Obviously, Western Europeans continued to enslave others — Eastern Europeans, Moors, Africans, some Native Americans, etc — but not each other: a development of huge importance in the history of the region, similar but more comprehensive and more strictly enforced than Muslim and Christian bans against enslaving correligionists.
This topic is fascinating, and deserves some explaining. As I’ve discussed before, there’s a massive difference between debt bondage and other kinds of forced labor and slavery:
Debt bondage was a form of servitude based upon an initial agreement to borrow funds and continued until the time, if ever, the debt was repaid. The debt was payable by the family of the borrower if the latter was unable to repay while alive. Lenders were accused of extending too much credit or charging an excessively high interest rate so that repayment was never possible. The borrower would therefore become bound for very long periods, perhaps for life. Debt bondage was a system of coercion sometimes associated with the post-chattel-slavery era, as manifested in nineteenth-century India, but it was practiced widely and in some cases earlier in other parts of Southeast Asia, as well as in Latin America, Africa, and China.
This kind of status hasn’t always been clearly separate from that of a “free” but subject laborer:
The nature of free labor has changed substantially within the confines of the period to which volume three of the present project is devoted – waged labor in seventeenth-century England (and even in mid-nineteenth-century America) being taken as a sign that an individual could not possibly be a full citizen. Among the more overt forms of dependency and coerced labor, convict labor (in the sense of those guilty of offenses being required to labor) by the state has increased dramatically since the early modern period. Prior to this, and in many non-Western environments long afterward, those guilty of crimes against the community might be physically chastised or expelled. Punishment had few implications for labor. In Western societies, physical chastisement came to be supplemented by, or in some instances replaced with, incarceration, and expulsion became systematized into transportation. In both cases, however, convicts were frequently expected to labor as well. The Siberian case is well known. Exile was stipulated as early as 1582, but the forced labor of exiles is an eighteenth-century phenomenon, with, in the British case, a rapid switch from colonial North America to the antipodes as the place of exile. The most striking example is perhaps Australia, where shortly before the ending of transportation in the 1850s, convicts brought halfway around the world formed a similar proportion of the total population as had slaves in South Carolina less than a century earlier, and a far greater proportion than was ever the case in Siberia.

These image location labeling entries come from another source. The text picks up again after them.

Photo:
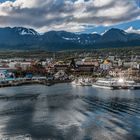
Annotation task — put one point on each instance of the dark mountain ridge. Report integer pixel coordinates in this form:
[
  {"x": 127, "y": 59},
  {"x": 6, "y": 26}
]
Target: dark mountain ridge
[{"x": 21, "y": 38}]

Yes. Not the best-known fact in the world, possibly another after-effect of very effective anti-Czarist Communist propaganda. Moving on:
They were also responsible for much of the infrastructure that accelerated the economic development of Australia. Despite this, the exaction of labor was never the major reason for the creation of convicts in the first place, or even, after conviction, for the existence of schemes that used the labor of those convicted, such as workhouses, prison gangs, galleys, soviet gulags, and transportation to distant colonies. Indeed, the history of coerced labor in the context of the history of the community’s or state’s need to punish transgressors seems a story of lost economic opportunity. One possible reason for this is that few schemes to harness the labor of convicts appeared to have warranted the expenditures they incurred – at least within the norms that most societies regarded as acceptable for the treatment of convicts. If convicts had been treated like African slaves, then there might have been different economic consequences.